At a heated public meeting more than 140 residents voiced their objections to £12million plans for 87 homes, 14 wind turbines and allotments on the site of Long Sutton’s Butterfly and Wildlife Park, which is set to close at the end of this season.

The vision for the future of the park belongs to local architect Dr Jerry Harrell and park owner Peter Smeaton.

But it is not one shared by many of the people living nearby, who fear new development will add extra strain on the town’s struggling infrastructure such as supermarkets, schools and doctors’ surgeries.

The hastily called public meeting was chaired by local farmer and magistrate George Hoyles and attended by 142 people.

At one point during the evening Mr Hoyles had to call the meeting to order as residents became heated after park director Michael Crosse said a year on year drop in visitor numbers had led to the decision to close it.

Residents said they felt prices had been set too high as a deliberate attempt to run the park down.

Earlier in the evening Judy Hunns said: “The directors never intended to keep the park open.

“The previous owners developed the butterfly park into a thriving business, but the present owners say it does not make a profit.

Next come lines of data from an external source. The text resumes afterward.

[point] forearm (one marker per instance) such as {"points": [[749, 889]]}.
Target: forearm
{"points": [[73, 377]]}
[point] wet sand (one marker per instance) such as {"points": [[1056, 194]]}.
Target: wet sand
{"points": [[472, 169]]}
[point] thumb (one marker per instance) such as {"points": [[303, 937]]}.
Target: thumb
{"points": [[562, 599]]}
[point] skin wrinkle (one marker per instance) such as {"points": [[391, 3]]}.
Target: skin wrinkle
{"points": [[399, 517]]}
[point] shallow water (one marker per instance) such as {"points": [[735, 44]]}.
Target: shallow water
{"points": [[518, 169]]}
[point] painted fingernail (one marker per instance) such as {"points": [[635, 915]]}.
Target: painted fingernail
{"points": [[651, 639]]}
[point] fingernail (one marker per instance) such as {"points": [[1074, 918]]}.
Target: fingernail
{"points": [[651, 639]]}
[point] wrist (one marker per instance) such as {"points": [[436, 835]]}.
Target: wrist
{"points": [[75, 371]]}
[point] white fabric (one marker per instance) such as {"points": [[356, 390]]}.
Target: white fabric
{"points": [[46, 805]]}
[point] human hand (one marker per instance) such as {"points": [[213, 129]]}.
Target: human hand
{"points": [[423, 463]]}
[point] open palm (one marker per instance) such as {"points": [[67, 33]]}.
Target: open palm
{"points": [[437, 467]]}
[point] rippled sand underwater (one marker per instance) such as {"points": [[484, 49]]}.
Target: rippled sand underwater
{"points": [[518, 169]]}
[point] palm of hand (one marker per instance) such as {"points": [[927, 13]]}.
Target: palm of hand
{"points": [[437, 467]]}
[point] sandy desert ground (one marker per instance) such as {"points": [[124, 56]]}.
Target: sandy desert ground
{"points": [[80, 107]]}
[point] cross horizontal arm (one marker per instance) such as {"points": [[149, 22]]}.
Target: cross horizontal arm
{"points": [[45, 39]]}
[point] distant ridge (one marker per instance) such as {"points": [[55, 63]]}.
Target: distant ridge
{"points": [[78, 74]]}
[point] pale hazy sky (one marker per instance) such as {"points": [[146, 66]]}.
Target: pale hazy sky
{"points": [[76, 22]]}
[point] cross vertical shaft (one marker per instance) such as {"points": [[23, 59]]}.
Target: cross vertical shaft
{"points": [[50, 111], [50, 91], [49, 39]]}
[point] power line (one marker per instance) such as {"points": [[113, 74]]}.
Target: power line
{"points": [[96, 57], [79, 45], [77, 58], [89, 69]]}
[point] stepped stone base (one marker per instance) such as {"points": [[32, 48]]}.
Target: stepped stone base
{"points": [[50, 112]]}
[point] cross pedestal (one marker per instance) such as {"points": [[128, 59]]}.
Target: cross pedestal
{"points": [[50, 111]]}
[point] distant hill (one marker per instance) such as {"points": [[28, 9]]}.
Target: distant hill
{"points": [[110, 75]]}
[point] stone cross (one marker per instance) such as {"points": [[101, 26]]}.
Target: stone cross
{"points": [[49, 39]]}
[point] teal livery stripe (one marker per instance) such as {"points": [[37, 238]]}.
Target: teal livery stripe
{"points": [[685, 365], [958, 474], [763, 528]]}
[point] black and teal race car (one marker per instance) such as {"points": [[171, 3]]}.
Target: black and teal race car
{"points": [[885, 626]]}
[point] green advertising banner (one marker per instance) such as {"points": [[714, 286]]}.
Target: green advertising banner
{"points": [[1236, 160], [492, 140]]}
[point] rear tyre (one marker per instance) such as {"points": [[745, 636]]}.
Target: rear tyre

“There was never any intention to try to keep the park open.”

Other concerns raised during the evening included fears a new housing development would lead to a huge increase in the amount of traffic using an already busy road.

Resident Paul Reeve questioned a traffic survey which had been commissioned by Moor Solar, the company behind the plans, saying it was conducted in the wrong place.

Pat Curbutt, of Little London, said: “Traffic is awful. There is no visibility, there is a footpath on one side only, traffic coming from the secondary school, sports clubs and nursery and parked cars all along one side of the road.”

She joined Mr Reeve in calling for a new independent survey.

Residents also claimed they had not been included in any formal consultation on the plans and raised fears about the impact on wildlife in the area, as well as noise disturbance from the proposed turbines.

At the end of the meeting a vote was held where 141 residents were against the plans, with just one in favour.